Post-Gazette publisher and editor Pamela Donnaruma doesn’t know what the future holds for her North End newspaper. / Photograph by Webb Chappell


The Donnarumas

Pamela Donnaruma’s Italian-immigrant grandfather, James, founded La Gazzetta del Massachusetts in 1896, and her parents, Caesar and Phyllis, published it until she took over in 1990. The family-owned paper, which hasn’t skipped an issue in 120 years, is still the weekly voice of Boston’s Italian-American community. For decades, running it has been a labor of love. Donnaruma does it partly because the big papers won’t run the kinds of stories hers does—ones that focus on her community and emphasize positive news. Her father had a knack for using the paper to help Italian businesses succeed in a town that was rife with discrimination at the time. In fact, the last time Donnaruma stopped by Piantedosi Baking, she ran into the owner. “He said to me, ‘We still have it hanging on the wall—that story your parents did on my father,’” she says. “Do you know how good that makes [me] feel when you see how big [Piantedosi] has grown?”

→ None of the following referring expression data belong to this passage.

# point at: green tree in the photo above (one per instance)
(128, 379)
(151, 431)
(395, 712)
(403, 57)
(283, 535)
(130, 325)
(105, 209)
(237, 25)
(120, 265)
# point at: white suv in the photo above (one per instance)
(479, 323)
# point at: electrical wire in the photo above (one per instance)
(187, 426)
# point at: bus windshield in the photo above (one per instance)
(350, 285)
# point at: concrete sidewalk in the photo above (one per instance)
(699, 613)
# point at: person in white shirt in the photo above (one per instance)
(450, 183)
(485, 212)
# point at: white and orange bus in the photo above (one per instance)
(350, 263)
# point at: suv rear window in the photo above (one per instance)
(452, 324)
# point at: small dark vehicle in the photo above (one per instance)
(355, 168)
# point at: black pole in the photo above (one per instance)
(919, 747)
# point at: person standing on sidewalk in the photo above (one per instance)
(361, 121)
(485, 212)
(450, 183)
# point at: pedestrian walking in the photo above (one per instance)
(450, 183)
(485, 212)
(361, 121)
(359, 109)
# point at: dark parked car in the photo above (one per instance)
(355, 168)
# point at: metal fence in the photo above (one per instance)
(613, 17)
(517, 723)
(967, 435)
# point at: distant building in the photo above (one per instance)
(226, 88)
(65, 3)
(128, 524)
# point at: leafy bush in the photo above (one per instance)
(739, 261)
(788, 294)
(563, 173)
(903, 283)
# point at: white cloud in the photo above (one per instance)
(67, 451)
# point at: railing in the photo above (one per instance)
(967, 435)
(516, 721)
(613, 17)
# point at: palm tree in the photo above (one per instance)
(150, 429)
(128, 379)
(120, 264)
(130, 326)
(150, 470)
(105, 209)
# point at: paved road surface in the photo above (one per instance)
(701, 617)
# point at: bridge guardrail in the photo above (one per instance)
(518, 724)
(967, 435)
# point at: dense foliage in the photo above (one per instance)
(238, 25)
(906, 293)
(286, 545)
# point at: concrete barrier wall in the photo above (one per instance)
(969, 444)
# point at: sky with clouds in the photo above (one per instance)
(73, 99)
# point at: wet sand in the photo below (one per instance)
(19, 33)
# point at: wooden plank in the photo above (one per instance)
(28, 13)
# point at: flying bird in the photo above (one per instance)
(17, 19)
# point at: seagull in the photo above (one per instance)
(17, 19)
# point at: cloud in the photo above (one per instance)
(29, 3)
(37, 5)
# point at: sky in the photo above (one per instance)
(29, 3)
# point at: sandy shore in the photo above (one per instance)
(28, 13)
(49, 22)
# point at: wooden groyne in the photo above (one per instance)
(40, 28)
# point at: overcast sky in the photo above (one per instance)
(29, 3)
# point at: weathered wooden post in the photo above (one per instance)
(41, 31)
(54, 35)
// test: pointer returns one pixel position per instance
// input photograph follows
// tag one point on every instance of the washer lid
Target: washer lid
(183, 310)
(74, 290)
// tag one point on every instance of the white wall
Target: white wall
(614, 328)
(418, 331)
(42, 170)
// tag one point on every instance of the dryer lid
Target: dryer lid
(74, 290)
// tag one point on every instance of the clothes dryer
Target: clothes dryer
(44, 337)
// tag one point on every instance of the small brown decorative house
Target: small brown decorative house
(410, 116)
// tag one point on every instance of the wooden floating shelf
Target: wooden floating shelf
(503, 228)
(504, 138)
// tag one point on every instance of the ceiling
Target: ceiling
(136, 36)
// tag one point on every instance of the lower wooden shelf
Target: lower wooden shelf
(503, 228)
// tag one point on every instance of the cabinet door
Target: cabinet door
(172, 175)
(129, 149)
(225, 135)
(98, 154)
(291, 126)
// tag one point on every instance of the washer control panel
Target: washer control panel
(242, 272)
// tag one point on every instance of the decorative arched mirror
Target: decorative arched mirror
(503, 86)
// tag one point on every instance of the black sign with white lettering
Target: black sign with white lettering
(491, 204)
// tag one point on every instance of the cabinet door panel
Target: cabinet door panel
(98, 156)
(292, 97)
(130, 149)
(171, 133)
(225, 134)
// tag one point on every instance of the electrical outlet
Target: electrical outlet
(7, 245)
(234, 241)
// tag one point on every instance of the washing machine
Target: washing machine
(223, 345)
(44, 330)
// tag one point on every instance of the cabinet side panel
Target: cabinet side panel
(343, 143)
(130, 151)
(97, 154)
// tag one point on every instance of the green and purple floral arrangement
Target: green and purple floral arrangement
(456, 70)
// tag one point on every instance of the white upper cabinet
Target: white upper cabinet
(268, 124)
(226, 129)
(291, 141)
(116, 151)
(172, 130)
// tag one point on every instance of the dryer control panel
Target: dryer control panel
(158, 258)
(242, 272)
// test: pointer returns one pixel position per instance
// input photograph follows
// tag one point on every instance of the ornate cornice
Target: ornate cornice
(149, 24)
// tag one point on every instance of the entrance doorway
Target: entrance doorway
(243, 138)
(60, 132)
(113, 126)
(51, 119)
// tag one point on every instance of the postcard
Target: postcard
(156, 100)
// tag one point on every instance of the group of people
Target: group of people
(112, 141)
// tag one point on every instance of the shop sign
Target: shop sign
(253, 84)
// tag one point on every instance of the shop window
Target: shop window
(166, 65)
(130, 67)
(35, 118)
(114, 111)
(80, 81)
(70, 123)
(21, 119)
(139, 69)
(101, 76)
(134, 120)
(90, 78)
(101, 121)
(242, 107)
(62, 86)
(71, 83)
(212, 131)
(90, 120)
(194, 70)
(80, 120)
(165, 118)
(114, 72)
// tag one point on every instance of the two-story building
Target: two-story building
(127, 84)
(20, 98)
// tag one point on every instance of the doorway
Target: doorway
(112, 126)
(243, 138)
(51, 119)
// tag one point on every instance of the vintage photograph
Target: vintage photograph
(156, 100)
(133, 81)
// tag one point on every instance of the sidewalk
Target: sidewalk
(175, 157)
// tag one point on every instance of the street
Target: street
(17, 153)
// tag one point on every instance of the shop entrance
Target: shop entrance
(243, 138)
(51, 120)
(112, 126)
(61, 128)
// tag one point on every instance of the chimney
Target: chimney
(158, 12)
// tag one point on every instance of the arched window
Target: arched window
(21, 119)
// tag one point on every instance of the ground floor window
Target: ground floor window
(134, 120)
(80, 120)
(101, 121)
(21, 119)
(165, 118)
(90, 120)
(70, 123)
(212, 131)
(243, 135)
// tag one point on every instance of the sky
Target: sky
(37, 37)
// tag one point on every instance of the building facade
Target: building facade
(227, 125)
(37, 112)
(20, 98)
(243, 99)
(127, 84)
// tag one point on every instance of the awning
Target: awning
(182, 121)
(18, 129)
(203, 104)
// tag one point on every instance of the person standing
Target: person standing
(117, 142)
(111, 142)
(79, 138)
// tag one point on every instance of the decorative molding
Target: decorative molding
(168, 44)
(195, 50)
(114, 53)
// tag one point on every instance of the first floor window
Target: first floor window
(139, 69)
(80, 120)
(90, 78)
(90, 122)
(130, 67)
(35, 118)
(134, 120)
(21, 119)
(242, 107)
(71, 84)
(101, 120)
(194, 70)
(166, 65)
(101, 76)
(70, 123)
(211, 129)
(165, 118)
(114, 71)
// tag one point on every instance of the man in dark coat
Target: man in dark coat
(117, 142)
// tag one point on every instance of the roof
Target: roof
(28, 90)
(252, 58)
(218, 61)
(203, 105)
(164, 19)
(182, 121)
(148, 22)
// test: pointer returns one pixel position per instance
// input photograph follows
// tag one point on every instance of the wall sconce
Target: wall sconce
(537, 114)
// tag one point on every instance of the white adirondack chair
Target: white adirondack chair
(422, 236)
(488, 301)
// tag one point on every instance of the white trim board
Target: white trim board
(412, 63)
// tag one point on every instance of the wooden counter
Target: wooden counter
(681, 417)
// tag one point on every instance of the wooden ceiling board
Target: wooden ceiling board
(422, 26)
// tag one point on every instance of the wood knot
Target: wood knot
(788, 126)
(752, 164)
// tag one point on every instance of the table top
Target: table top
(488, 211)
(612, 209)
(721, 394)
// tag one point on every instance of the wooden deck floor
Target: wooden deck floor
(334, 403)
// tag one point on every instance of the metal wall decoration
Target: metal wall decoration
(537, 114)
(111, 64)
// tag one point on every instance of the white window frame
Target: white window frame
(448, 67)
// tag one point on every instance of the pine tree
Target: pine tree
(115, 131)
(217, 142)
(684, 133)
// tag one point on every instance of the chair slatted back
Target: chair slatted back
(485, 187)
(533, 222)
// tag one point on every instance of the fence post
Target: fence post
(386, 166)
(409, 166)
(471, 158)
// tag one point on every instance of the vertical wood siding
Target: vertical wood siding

MORE: Pamela Donnaruma on the Post-Gazette’s Uncertain Future

—Real Estate Development—

The Drukers
The Druker Company

Boston during the early 20th century could be tough for a Jewish businessman, says real estate titan Ron Druker: “Especially in those days [when] people were isolated from the community.” But Druker’s Scottish-immigrant grandfather, John, helped bridge that gap by earning the respect of powerful financiers such as the Bank of Boston, John Hancock, and “other institutions that maybe weren’t so friendly to people outside of their world,” Druker says. Notably, he developed the Braemore and Kenmore hotels, after which Kenmore Square is named, and helped found Beth Israel Hospital. Two generations later, his grandson Ron, who’s worth hundreds of millions of dollars, still runs the business on its sterling reputation, to the point that the Druker Company doesn’t have—or even need—a website. “We’ve been honored by people who know what we do and how we do it,” Druker says. “That’s thanks to the integrity of my grandfather.”

—Real Estate Development—

The Epsteins
The Abbey Group

The family that plays together stays together. Just ask the Epsteins of the Abbey Group, a development firm with a deep presence in the Fenway and Downtown Crossing. Whether they’re rooting on the Celtics at TD Garden (founder and CEO Robert Epstein is one of the team’s managing partners) or hitting the slopes in Vermont, where the clan owns homes next to one another, all of that bonding outside of the office has clearly paid off. The company now counts Fenway’s Landmark Center and Viridian tower—not to mention Downtown Crossing’s 45 Province luxury condos—among its most notable buildings. “We’re proud of those projects, and that we took an early interest in helping revitalize those neighborhoods,” says managing partner Audrey Epstein Reny. “We seem to find our best inspiration and do our best work when we are together.”